Several years ago, when I was a young pastor, I rushed to Erlanger Hospital in Chattanooga, Tennessee to visit a a person who had called Contact Telephone Ministry to share that she was in the process of making a suicide attempt. I was following up after the caller had been rescued and taken to the hospital. When I entered I was very anxious. But I found myself immediately calmed as I hurriedly walked into the hospital and saw in the hall a friend, the pastor of First Christian Church. He was listening to a troubled family member of someone who was in surgery. Since he was focused on the person with whom he was giving support, I did not interrupt him, but I still felt the same support he was sharing withanother person. The support was coming from his presence.
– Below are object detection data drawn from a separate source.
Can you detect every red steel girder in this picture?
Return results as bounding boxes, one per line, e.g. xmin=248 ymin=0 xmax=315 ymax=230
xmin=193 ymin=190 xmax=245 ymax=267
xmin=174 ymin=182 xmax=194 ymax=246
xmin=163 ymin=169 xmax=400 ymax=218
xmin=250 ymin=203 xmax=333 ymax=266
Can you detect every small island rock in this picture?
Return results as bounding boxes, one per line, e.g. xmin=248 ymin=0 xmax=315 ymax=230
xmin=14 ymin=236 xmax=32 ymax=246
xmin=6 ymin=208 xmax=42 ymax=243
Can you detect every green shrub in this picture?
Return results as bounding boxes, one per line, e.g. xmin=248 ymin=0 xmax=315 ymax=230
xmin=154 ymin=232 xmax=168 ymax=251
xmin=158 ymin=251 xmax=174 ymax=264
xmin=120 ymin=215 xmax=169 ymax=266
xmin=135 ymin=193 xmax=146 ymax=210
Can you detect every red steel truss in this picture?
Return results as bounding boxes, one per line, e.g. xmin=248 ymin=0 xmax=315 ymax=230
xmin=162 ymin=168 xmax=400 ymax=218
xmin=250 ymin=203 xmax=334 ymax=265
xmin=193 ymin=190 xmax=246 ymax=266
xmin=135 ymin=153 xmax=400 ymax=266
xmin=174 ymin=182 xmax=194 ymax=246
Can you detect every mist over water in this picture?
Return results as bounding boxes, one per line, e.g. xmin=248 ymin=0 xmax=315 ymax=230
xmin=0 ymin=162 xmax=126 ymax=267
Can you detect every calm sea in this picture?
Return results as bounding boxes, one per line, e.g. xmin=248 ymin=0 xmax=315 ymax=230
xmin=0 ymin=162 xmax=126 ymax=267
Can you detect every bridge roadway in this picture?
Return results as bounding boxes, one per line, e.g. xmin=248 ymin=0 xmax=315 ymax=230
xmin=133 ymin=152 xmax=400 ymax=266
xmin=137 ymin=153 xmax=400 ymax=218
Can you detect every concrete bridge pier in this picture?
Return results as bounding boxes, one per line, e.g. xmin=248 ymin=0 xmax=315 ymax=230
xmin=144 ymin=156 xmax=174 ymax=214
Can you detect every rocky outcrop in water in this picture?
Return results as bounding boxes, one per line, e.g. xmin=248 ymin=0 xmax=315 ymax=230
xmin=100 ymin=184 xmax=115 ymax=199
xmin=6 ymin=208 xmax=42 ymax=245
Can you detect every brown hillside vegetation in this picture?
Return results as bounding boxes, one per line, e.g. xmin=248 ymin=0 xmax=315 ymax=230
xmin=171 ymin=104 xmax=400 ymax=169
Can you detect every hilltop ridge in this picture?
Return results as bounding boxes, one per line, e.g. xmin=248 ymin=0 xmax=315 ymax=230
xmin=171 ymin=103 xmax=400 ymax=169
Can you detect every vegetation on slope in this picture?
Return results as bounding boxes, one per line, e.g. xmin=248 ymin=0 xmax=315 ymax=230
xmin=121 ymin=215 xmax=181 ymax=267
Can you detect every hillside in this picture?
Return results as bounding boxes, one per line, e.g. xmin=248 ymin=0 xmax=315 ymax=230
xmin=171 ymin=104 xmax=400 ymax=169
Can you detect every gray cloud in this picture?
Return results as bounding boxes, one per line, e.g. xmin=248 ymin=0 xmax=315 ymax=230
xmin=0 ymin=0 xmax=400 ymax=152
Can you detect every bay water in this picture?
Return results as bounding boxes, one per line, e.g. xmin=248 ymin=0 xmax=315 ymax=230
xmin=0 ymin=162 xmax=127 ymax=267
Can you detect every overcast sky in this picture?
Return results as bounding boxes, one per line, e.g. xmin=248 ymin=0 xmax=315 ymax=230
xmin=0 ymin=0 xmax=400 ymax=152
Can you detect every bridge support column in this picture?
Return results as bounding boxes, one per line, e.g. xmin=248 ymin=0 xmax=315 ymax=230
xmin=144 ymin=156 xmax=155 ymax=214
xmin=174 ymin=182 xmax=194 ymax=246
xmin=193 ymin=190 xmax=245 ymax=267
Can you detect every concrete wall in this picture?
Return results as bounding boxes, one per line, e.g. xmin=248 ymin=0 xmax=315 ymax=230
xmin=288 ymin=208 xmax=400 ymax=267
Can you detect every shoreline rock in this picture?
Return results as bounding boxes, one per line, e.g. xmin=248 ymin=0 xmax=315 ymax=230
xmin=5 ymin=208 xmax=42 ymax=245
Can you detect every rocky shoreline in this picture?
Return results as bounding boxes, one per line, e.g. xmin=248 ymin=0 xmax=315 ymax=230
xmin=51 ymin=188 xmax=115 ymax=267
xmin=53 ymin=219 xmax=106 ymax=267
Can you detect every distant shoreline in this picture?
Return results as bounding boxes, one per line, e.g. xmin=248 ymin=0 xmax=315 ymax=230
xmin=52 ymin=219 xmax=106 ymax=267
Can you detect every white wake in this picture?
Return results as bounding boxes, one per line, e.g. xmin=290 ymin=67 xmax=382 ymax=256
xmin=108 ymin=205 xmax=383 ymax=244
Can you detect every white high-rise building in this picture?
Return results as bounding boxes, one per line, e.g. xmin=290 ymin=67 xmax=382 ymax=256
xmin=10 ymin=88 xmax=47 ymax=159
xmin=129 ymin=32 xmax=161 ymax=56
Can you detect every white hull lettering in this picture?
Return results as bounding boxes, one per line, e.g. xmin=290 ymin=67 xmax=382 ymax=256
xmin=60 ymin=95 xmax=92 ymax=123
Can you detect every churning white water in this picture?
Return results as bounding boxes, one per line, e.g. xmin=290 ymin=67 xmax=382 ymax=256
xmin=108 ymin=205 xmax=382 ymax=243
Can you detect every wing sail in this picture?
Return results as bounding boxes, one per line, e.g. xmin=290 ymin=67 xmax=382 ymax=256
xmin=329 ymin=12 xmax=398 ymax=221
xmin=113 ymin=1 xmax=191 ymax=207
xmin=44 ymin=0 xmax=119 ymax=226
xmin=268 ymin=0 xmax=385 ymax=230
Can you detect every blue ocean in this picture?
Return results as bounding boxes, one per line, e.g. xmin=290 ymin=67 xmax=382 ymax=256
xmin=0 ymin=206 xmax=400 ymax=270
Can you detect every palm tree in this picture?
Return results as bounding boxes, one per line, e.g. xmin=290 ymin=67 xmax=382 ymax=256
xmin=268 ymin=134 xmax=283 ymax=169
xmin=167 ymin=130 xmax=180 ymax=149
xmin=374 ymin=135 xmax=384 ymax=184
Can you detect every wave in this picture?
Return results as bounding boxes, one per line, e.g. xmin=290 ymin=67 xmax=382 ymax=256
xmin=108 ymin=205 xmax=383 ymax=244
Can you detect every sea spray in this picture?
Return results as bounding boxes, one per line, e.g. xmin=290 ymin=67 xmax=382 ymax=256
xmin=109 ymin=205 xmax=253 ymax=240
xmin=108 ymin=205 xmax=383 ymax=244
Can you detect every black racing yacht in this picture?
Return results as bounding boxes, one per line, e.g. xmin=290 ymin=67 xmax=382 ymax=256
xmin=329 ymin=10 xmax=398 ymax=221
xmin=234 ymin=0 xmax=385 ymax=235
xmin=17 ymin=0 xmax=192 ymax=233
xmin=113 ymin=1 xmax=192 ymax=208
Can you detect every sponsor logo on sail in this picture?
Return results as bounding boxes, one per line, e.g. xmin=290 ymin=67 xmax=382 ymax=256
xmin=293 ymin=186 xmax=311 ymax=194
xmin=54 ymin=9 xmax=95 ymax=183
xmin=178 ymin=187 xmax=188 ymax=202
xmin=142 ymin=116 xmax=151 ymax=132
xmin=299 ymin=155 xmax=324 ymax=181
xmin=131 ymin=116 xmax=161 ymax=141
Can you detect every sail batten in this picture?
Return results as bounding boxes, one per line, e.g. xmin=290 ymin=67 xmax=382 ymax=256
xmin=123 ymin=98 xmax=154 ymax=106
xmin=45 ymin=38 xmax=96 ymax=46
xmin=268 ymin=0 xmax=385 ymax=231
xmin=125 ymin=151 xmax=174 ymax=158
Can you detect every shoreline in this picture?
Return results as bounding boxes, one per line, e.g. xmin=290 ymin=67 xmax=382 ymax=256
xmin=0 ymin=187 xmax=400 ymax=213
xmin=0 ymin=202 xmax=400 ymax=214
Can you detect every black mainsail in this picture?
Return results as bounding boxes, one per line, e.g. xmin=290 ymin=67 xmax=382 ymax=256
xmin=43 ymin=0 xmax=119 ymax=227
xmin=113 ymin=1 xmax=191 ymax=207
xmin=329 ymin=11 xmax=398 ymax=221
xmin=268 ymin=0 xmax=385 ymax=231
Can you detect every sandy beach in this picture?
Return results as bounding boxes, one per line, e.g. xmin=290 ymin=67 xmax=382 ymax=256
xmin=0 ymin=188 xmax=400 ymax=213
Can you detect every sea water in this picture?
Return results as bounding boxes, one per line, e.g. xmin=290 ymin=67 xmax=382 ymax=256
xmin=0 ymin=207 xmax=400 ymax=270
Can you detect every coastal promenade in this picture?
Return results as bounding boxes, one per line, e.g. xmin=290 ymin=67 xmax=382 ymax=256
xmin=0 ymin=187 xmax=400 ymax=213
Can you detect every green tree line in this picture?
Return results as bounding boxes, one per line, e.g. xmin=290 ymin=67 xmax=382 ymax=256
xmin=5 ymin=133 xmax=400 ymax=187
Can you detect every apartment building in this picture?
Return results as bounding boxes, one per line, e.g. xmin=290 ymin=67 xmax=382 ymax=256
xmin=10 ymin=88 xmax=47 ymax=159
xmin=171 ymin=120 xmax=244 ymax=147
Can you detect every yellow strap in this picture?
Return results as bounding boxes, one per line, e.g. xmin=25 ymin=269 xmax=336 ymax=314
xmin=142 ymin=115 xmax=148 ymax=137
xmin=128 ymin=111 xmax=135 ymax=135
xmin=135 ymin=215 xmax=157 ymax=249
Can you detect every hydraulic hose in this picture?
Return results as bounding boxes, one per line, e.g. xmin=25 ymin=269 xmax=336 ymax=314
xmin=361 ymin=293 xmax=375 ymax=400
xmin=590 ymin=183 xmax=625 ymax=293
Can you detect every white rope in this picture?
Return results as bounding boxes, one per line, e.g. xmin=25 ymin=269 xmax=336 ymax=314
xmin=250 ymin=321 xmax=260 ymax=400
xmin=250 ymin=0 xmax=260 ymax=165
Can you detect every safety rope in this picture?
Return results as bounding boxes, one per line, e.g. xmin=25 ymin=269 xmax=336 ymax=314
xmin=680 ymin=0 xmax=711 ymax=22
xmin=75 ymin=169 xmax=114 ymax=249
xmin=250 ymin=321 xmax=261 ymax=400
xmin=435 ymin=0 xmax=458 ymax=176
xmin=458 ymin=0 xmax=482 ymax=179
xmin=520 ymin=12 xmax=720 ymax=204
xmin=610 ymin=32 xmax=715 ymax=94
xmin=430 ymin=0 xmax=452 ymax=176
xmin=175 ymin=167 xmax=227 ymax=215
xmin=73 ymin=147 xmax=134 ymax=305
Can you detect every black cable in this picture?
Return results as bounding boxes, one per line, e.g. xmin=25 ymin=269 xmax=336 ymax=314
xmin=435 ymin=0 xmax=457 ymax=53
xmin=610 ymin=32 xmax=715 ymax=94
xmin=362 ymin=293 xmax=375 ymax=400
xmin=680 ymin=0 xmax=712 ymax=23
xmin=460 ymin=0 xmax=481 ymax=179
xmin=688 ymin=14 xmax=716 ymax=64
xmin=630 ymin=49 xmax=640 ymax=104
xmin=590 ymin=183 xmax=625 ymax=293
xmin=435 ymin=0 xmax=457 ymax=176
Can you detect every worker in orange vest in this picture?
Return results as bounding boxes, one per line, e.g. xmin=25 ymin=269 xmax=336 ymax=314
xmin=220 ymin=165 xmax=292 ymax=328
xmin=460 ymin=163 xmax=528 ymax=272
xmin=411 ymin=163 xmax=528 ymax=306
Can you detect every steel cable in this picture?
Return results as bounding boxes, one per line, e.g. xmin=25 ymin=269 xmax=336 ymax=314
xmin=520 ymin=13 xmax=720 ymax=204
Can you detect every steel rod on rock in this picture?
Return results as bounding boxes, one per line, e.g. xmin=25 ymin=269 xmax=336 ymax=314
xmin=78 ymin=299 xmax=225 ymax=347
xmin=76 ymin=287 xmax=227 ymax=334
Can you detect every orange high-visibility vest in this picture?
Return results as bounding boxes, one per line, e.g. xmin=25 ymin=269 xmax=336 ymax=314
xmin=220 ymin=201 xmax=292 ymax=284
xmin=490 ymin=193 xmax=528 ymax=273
When Dr. Debbie Hall wrote an article in 2005 named, “I believe in the power of presence” she had been a psychologist in San Diego’s Naval Medical Center Pediatrics Department for several years. She was reminded of this belief when she and several other Red Cross volunteers met a group of evacuees from Hurricane Katrina. They were there, as mental health professionals, to offer “psychological first aid.” Despite all the training in how to “debrief,” to educate about stress reactions and to screen for those needing therapy, Debbie Hall was struck by the simple healing power of presence. Before they had done anything, as they walked in the gate to the shelter, they were greeted with an ardent burst of gratitude from the first person they encountered. Since Debbie and her team had not done anything yet, they felt guilty for receiving the affirmation. It was at that moment that Debby was reminded of the healing power of presence.
Debby describes the healing power of presence in the following statement. “Presence is a noun, not a verb; it is a state of being, not doing. States of being are not highly valued in a culture which places a high priority on doing. Yet, true presence or ‘being with’ another person carries with it a silent power — to bear witness to a passage, to help carry an emotional burden or to begin a healing process. In it, there is an intimate connection with another that is perhaps too seldom felt in a society that strives for ever-faster ‘connectivity.’”
In her article Dr. Hall shares how she was first hurled into an ambivalent presence many years ago, when a friend’s mother died unexpectedly. She had received a phone call from the hospital where the mother had just passed away. Part of her wanted to rush down there, but another part of her didn’t want to intrude on this acute and very personal phase of grief. She was torn about what to do. Another friend with her at the time said, “Just go. Just be there.” She did, and she says, “I will never regret it.”
Since that formative moment, Debby says she has not hesitated to be in the presence of others for whom she could “do” nothing. She has written about once sitting at the bedside, with other friends, of a young man in a morphine coma to blunt the pain of his AIDS-related dying. She spoke to him about his inevitable journey out of this life. He later told his parents — in a brief moment of lucidity — that he had felt Dr. Hall being with him. Dr. Hall concludes her article by writing, “With therapy clients, I am still pulled by the need to do more than be, yet repeatedly struck by the healing power of connection created by being fully there in the quiet understanding of another. In it, none of us are truly alone. The power of presence is not a one-way street, not only something we give to others. It always changes me, and always for thebetter.”(http://www.npr.org/templates/story/story.php?storyId=5064534)
Billy Wilson, a friend of mine, recently lost a close friend through death. Several days after the burial he saw his late friend’s wife. When Billy greeted her, he said, “Mary, I am sorrow you lost your best friend.” She responded immediately, “Billy, my wonderful husband died, and I miss him very much, but I did not lose my best friend. My best friend is Jesus, and His presence is faithfully with me all the time.”